Konsumsi pemerintah berkontribusi signifikan terhadap pertumbuhan ekonomi Indonesia pada kuartal II-2026. Badan Pusat Statistik (BPS) melaporkan bahwa konsumsi pemerintah mengalami kenaikan sebesar 15,97% secara tahunan, didorong oleh pembayaran gaji ke-13 serta belanja Program Makan Bergizi Gratis (MBG).
Deputi Bidang Neraca dan Analisis Statistik BPS, M. Edy Mahmud, menyatakan bahwa semua komponen pengeluaran dalam perekonomian Indonesia menunjukkan pertumbuhan positif pada triwulan ini. “Komponen pengeluaran yang tumbuh tinggi yaitu konsumsi pemerintah didorong oleh peningkatan realisasi belanja pegawai serta belanja barang dan jasa pada kuartal ini,” ungkap Edy dalam konferensi pers yang berlangsung di Jakarta.
Pembayaran Gaji ke-13 dan Belanja Barang
Edy menjelaskan bahwa peningkatan konsumsi pemerintah tidak terlepas dari pembayaran gaji ke-13 untuk Aparatur Sipil Negara (ASN), TNI, dan Polri, serta percepatan pembayaran tunjangan bagi tenaga pendidik non-PNS. Belanja pemerintah juga meningkat seiring dengan realisasi belanja barang dan jasa, terutama yang disalurkan kepada masyarakat melalui Program Makan Bergizi Gratis.
“Selain itu konsumsi pemerintah juga tumbuh didorong oleh peningkatan realisasi belanja barang dan jasa terutama pada belanja barang yang diserahkan kepada masyarakat berupa salah satunya Program Makan Bergizi Gratis,” tambah Edy.
Konsumsi Rumah Tangga dan Investasi
Konsumsi rumah tangga tetap menjadi kontributor utama bagi perekonomian Indonesia, dengan kontribusi mencapai 53,32% terhadap Produk Domestik Bruto (PDB) dan tumbuh 5,06% pada kuartal II-2026. Dari sisi sumber pertumbuhan, konsumsi rumah tangga memberikan andil terbesar dengan 2,67 poin persentase terhadap pertumbuhan ekonomi.
BPS mencatat bahwa pertumbuhan konsumsi masyarakat didorong oleh meningkatnya aktivitas selama periode libur dan hari besar keagamaan. Beberapa komponen yang mengalami pertumbuhan signifikan termasuk konsumsi di restoran dan hotel yang meningkat sebesar 6,47%, serta sektor transportasi dan komunikasi yang tumbuh 5,71%.

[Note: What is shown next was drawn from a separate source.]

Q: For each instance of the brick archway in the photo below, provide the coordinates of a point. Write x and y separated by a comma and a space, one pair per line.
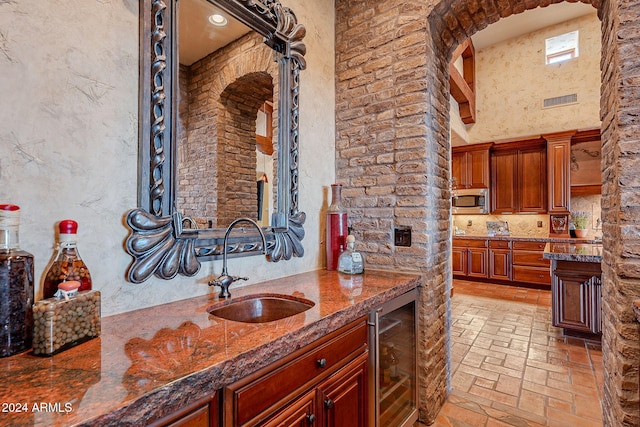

Selain konsumsi masyarakat dan pemerintah, investasi juga berperan sebagai pendorong utama ekonomi pada kuartal II-2026. Komponen Pembentukan Modal Tetap Bruto (PMTB) tumbuh sebesar 6,87% dengan kontribusi terhadap PDB mencapai 29,36%. PMTB memberikan sumber pertumbuhan sebesar 2,06 poin persentase, dengan peningkatan terlihat pada beberapa komponen seperti kendaraan yang tumbuh 26,03% dan peralatan lainnya sebesar 16,18%.
Secara keseluruhan, ekonomi Indonesia pada kuartal II-2026 tumbuh 5,29% dibandingkan dengan periode yang sama tahun sebelumnya. Dari sisi pengeluaran, kontribusi terbesar berasal dari konsumsi rumah tangga, PMTB, dan konsumsi pemerintah. BPS mencatat bahwa total kontribusi konsumsi rumah tangga dan investasi mencapai 82,68% terhadap PDB Indonesia. Namun, komponen ekspor neto masih memberikan tekanan terhadap pertumbuhan ekonomi dengan kontribusi negatif sebesar minus 0,78 poin persentase.